24 Hour Comic Day 2: This Time, About The Folks Behind The Comics
/Despite what it sounds like, it's a compliment when I call CONVERSATIONS WITH ADD a frustrating read. For those unfamiliar with it - which may be most reading this - it's a free e-book collection of interviews and Q&As with comic folk conducted by Alan David Doane over the last ten years for ComicBookGalaxy.com as well as his radio station, and it's full of names you'll recognize: Brian Michael Bendis, Ed Brubaker, Mark Millar, Joe Quesada, Mark Waid, Brett Warnock, Peter Bagge, Seth, and many many more.
What's frustrating about it is twofold, and both pretty much the nature of the beast - Some of the interviews are so old that I wish they'd had a little more background information attached to put them into the appropriate historical context (Kurt Busiek and Mark Waid both talk in depth about the short-lived Gorilla Comics, for example, and I'd have love to have seen some more editorial footnotes about what happened to it in practice, because as it is the uneducated reader will be left thinking "That sounds great! I wonder what happened to it?" Of course, you could make the argument that no uneducated reader would be downloading an e-book collection of interviews from a comic book website...), and some of the interviews - namely, the ones from his "Five Questions With..." series - are... well, too short.
The second complaint pretty much gets to the whole "it's a compliment" part; ADD is, especially in the longer interviews when he gets to go into greater depth with creators, a very effective and enjoyable interviewer, and the frustration of the short interviews is really "I wanted much more!" more than "Well, that was a waste of time." He knows when to let the subject go on at length, and also what questions to ask to prompt the conversation into interesting directions, and if some of those questions betray his own prejudices and feelings about the medium and industry, then so what? It makes for a more interesting interview, in almost all cases.

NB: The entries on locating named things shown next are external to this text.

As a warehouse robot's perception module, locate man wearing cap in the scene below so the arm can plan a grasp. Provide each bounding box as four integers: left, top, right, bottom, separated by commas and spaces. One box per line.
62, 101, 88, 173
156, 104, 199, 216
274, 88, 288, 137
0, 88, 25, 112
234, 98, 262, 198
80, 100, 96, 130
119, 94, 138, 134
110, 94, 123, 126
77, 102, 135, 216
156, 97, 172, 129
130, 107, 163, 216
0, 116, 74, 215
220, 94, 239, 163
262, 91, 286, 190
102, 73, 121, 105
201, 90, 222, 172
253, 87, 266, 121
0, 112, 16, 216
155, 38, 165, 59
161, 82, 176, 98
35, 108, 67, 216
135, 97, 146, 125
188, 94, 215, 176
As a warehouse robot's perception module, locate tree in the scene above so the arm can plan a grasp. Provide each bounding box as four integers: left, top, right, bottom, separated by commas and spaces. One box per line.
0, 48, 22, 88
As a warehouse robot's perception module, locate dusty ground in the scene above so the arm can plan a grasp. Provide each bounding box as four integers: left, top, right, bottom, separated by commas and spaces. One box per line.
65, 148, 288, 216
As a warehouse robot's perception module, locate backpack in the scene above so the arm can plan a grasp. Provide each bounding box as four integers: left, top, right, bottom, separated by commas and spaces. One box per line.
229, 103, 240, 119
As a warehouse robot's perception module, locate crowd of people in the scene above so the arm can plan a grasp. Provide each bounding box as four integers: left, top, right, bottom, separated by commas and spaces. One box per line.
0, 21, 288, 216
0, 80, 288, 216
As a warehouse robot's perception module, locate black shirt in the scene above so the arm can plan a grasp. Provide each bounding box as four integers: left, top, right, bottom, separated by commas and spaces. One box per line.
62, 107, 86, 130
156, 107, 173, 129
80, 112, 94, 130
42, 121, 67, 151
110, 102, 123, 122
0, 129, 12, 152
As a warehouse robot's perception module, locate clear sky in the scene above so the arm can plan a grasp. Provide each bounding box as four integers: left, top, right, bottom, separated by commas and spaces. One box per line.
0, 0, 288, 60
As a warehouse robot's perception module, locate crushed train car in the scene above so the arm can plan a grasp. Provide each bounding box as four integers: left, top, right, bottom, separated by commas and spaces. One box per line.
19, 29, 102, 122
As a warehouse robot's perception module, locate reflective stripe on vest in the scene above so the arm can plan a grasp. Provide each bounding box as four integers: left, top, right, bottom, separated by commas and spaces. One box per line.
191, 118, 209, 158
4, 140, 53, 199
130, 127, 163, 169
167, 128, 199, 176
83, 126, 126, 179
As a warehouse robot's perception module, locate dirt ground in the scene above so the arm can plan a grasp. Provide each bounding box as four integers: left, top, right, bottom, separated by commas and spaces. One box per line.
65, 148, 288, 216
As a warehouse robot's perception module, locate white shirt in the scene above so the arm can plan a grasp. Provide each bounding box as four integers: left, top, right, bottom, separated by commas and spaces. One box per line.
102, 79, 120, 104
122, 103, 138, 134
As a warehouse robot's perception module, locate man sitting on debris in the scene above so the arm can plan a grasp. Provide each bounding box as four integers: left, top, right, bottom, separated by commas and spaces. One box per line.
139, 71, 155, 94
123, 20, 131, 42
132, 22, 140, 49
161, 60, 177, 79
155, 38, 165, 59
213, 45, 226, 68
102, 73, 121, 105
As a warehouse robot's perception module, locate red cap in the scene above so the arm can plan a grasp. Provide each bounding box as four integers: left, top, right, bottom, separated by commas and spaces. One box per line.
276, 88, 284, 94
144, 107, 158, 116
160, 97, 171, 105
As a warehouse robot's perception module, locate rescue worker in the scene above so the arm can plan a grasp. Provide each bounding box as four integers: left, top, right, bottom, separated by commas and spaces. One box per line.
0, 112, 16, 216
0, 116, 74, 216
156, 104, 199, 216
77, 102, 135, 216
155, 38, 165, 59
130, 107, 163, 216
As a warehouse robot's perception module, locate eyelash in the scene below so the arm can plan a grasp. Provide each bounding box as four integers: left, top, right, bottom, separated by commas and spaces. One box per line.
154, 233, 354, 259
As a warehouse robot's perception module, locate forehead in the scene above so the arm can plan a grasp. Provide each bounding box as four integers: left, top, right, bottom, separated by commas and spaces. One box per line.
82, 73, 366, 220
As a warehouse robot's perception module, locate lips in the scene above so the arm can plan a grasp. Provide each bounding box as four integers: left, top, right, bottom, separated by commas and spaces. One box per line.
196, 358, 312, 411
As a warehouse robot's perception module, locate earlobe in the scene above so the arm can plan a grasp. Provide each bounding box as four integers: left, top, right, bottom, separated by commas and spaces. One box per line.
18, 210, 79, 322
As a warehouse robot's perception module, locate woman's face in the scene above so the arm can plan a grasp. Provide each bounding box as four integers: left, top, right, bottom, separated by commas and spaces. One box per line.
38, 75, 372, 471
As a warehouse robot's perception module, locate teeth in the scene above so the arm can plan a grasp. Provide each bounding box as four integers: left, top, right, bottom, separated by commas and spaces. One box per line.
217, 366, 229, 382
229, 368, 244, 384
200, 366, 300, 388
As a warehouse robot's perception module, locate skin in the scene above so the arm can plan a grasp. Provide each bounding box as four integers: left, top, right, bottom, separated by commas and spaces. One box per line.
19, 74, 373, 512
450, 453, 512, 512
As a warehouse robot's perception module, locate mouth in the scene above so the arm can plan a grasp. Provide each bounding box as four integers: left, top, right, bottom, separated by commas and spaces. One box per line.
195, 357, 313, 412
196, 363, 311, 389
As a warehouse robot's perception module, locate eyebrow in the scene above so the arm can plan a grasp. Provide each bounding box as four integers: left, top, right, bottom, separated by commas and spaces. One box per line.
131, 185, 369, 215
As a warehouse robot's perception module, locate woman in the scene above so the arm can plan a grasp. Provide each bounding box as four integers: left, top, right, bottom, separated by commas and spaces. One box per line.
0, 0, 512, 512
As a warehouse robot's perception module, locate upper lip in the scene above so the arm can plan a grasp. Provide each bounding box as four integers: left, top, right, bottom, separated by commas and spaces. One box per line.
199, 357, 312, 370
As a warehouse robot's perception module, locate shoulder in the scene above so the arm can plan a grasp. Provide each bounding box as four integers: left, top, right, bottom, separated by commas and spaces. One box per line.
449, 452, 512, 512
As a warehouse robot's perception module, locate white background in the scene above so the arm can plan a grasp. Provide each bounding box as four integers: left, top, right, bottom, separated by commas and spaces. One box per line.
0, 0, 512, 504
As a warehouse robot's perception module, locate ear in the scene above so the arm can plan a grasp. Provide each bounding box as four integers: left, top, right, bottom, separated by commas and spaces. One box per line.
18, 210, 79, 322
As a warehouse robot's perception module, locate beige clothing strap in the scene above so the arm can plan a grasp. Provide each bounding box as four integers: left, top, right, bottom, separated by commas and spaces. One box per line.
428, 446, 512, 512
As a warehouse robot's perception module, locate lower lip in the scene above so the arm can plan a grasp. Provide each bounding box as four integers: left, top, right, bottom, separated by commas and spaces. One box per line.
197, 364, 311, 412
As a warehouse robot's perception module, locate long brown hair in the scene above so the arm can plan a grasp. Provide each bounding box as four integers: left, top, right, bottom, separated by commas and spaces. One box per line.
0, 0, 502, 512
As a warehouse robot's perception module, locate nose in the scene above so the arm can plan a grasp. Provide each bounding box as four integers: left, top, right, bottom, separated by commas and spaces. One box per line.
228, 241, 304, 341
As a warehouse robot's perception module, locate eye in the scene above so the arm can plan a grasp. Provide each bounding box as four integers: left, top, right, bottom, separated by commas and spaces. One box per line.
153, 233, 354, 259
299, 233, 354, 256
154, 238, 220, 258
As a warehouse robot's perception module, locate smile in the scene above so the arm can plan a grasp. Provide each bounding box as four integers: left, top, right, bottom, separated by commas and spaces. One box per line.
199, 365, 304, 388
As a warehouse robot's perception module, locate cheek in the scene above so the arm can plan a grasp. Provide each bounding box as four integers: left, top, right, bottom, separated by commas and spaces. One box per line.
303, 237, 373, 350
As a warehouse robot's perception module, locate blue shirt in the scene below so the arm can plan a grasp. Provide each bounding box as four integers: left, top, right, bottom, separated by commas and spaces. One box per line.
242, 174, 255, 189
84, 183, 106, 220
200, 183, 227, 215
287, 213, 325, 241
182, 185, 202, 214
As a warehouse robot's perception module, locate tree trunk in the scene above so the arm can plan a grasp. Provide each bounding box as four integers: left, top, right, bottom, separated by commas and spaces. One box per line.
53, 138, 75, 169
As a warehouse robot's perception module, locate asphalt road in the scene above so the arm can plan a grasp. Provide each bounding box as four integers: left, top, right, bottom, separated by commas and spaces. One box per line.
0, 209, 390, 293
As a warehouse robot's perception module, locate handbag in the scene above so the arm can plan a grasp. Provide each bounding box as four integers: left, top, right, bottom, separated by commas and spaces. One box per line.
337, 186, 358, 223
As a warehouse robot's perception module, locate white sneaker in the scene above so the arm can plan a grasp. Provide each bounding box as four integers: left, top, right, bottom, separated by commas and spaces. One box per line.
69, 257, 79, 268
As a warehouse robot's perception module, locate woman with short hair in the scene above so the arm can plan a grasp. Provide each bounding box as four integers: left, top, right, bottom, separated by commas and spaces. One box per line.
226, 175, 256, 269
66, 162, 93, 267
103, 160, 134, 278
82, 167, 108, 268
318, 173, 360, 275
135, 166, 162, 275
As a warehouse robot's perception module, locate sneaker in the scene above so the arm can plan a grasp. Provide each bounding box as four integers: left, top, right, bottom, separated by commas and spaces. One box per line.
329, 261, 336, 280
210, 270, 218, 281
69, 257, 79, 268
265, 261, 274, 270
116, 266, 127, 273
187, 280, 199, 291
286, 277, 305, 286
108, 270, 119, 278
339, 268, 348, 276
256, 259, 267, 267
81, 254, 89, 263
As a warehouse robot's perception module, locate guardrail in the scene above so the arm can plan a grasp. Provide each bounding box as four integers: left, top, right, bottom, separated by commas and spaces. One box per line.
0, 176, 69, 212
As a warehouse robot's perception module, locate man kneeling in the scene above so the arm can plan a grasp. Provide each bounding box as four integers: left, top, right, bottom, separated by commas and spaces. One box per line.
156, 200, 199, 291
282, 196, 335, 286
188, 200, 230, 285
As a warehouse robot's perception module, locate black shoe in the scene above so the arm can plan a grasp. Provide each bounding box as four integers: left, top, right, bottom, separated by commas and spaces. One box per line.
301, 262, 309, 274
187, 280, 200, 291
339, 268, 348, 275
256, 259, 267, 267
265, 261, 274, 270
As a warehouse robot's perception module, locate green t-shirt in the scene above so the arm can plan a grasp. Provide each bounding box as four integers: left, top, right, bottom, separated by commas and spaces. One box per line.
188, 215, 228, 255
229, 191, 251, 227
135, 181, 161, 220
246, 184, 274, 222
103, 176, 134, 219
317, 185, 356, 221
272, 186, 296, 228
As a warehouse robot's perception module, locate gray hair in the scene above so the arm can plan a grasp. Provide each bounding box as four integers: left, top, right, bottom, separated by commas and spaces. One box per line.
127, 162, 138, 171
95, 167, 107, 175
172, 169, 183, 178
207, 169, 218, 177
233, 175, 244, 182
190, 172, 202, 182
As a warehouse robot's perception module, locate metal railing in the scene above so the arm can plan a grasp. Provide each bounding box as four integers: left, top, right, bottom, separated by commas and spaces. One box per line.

At times, this nearly-300 page collection feels like a contemporary sequel to the (great) Comics Journal Library: The Writers collection Tom Spurgeon edited a few years back, and makes you want more longform (and freeform) interviews from Doane. Someone should be paying him to do this on a regular basis, but until then, this freebie book exists to tide us over. Unless you have a complete aversion to PDFs, go and grab it.